Du moins, ce n'est pas le cas du Seigneur Themmig qui s'est isolé dans sa salle privée, avec quelques-uns de ses proches amis et mes compagnons. De leur côté, l'ambiance n'est pas à la fête, loin de là. Il aurait même autorisé l'Elfe à psalmodier des mélodies pieuses de sa race en l'honneur d'Orist. Je n'y assiste pas et Khesea ne s'absente qu'une petite heure, me tenant compagnie. Notre départ étant tout proche, je n'aimerais pas retomber dans mon chagrin profond. Pour sûr, être bercée par les lamentations elfiques et couverte de regards tristes ne m'aideraient pas. Je m'extirpe tant bien que mal de la souffrance du deuil et je reprends des forces autant que je le peux. Mieux vaut que je conserve mon énergie pour le voyage, et non pour les larmes.

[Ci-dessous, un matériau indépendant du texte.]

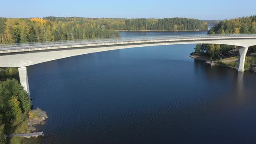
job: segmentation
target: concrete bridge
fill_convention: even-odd
[[[105,51],[154,46],[220,44],[239,46],[237,70],[244,71],[248,47],[256,45],[256,34],[175,35],[78,40],[0,45],[0,67],[18,67],[20,83],[30,94],[27,66]]]

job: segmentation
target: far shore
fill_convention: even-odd
[[[205,32],[208,31],[208,30],[177,30],[177,31],[171,31],[171,30],[112,30],[109,29],[113,31],[128,31],[128,32]]]

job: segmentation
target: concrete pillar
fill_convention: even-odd
[[[24,89],[27,92],[29,97],[30,97],[30,87],[29,86],[29,81],[26,72],[26,68],[19,68],[18,69],[20,84],[24,87]]]
[[[244,62],[245,61],[245,56],[248,50],[248,47],[239,47],[238,51],[239,52],[238,65],[236,70],[238,72],[244,72]]]

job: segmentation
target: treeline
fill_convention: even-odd
[[[4,134],[22,132],[17,131],[17,127],[25,127],[25,132],[27,130],[25,120],[31,108],[27,93],[18,81],[13,79],[0,82],[0,144],[7,142]]]
[[[52,21],[75,20],[80,24],[86,25],[87,27],[103,26],[110,30],[196,31],[208,29],[207,22],[185,18],[126,19],[47,16],[44,19]]]
[[[207,23],[184,18],[148,19],[45,17],[0,18],[0,44],[119,37],[116,30],[196,31]]]
[[[0,44],[119,37],[119,32],[104,26],[89,26],[75,20],[0,18]]]
[[[243,17],[220,22],[215,26],[212,27],[208,34],[240,34],[256,33],[256,16]],[[230,50],[237,49],[236,46],[218,44],[197,44],[194,48],[195,52],[191,55],[206,55],[211,59],[217,59],[218,55],[224,56],[230,54]],[[249,48],[247,55],[256,52],[256,47]]]
[[[136,19],[125,20],[128,30],[198,31],[207,30],[207,23],[184,18],[163,19]]]

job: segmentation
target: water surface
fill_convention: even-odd
[[[159,32],[121,34],[136,33]],[[194,60],[188,56],[195,46],[106,51],[28,67],[34,107],[49,118],[38,129],[46,136],[26,142],[255,142],[256,75]]]

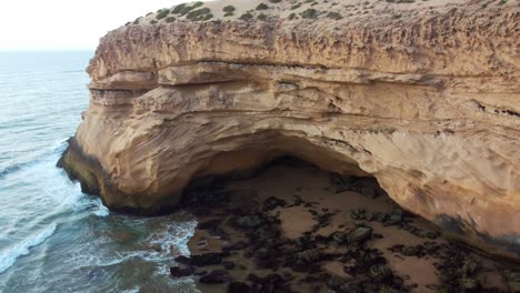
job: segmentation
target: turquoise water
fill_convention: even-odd
[[[0,53],[0,292],[197,292],[168,276],[190,215],[111,213],[54,166],[88,107],[91,55]]]

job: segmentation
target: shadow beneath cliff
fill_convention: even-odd
[[[504,292],[517,282],[518,266],[442,238],[374,178],[294,156],[193,181],[182,206],[199,224],[172,274],[192,267],[202,292]]]

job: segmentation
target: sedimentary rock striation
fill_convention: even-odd
[[[154,213],[198,179],[296,155],[520,259],[518,1],[333,2],[109,32],[60,164],[110,208]]]

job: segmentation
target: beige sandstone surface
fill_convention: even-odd
[[[154,213],[196,179],[291,154],[374,176],[402,208],[520,257],[518,0],[301,1],[291,20],[298,1],[266,0],[250,21],[228,2],[236,17],[151,14],[101,39],[61,160],[87,191]]]

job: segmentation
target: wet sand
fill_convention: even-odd
[[[518,283],[504,277],[502,263],[449,243],[426,220],[400,209],[372,178],[339,178],[286,161],[253,178],[227,181],[220,192],[227,194],[224,203],[191,206],[200,223],[189,242],[191,255],[226,253],[222,263],[197,266],[196,274],[222,271],[222,264],[232,263],[224,270],[229,276],[223,284],[199,283],[202,292],[244,290],[232,291],[229,282],[243,282],[251,285],[249,292],[260,292],[273,274],[281,277],[272,281],[276,290],[270,292],[513,292],[510,287]],[[237,221],[251,221],[256,211],[273,223],[266,228],[246,222],[246,228],[238,228]],[[271,241],[278,244],[254,245],[269,243],[263,234],[272,231],[279,232]],[[358,231],[369,235],[353,241]],[[308,243],[300,245],[302,240]],[[247,244],[229,249],[239,242]],[[286,255],[269,252],[272,247]],[[316,251],[319,256],[313,260],[304,254]],[[378,256],[360,260],[366,252]],[[293,265],[302,262],[300,255],[303,265]],[[450,259],[461,263],[450,264]]]

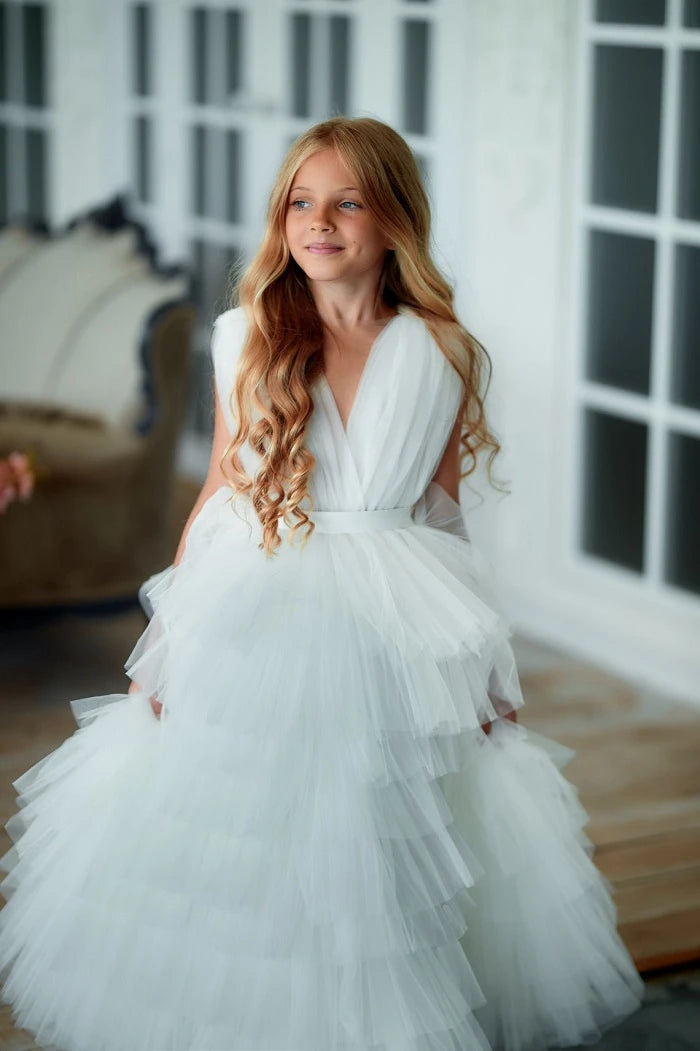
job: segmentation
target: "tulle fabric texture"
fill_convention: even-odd
[[[146,589],[142,692],[73,702],[15,782],[0,967],[40,1045],[535,1051],[638,1005],[573,753],[498,719],[510,628],[438,490],[264,573],[205,504]]]

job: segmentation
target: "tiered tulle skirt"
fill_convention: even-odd
[[[267,562],[224,497],[150,592],[142,692],[74,702],[15,783],[18,1025],[62,1051],[595,1039],[642,983],[573,754],[498,720],[522,696],[478,553],[424,524]]]

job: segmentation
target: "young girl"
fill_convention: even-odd
[[[458,504],[486,352],[404,140],[292,146],[128,695],[27,770],[3,995],[62,1051],[593,1042],[643,985]],[[466,472],[469,473],[469,472]]]

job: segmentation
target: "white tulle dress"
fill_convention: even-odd
[[[212,338],[231,428],[244,333]],[[41,1046],[540,1051],[639,1005],[574,753],[499,718],[523,699],[492,569],[439,528],[460,396],[406,309],[347,430],[322,377],[304,551],[266,560],[220,489],[148,588],[143,692],[71,702],[15,782],[2,995]]]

Khesea, dans sa générosité habituelle, fait quérir plusieurs assiettes débordantes de viandes rôties ou grillées et me presse de manger à ma faim avant notre voyage. Deux heures après le début du festin, un Nain apporte des présents – l'un d'eux provient de l'Ancienne et l'autre du Seigneur. Elle a demandé à un couturier et un armurier de me créer une tenue à ma taille. Elle l'a commandée en cette fin d'après-midi et donc ils ont travaillé dans la hâte. Il s'agit d'habits des plus sommaires, mais produits à partir d'un acier dur et d'un tissu revêche. 

Dans le cas où nous atteindrions la Forêt des Jours Éternels sans encombre, les Elfes me fourniront un meilleur équipement. Elle s'excuse d'y avoir pensé trop tard. Cette tenue suffira. Je la remercie et me penche ensuite sur le sac à dos proposé par Themmig Opalshaper. Il contient de la nourriture, une cape, deux gourdes fraîches et remplies, un cordage... De quoi repartir sur de bonnes bases. 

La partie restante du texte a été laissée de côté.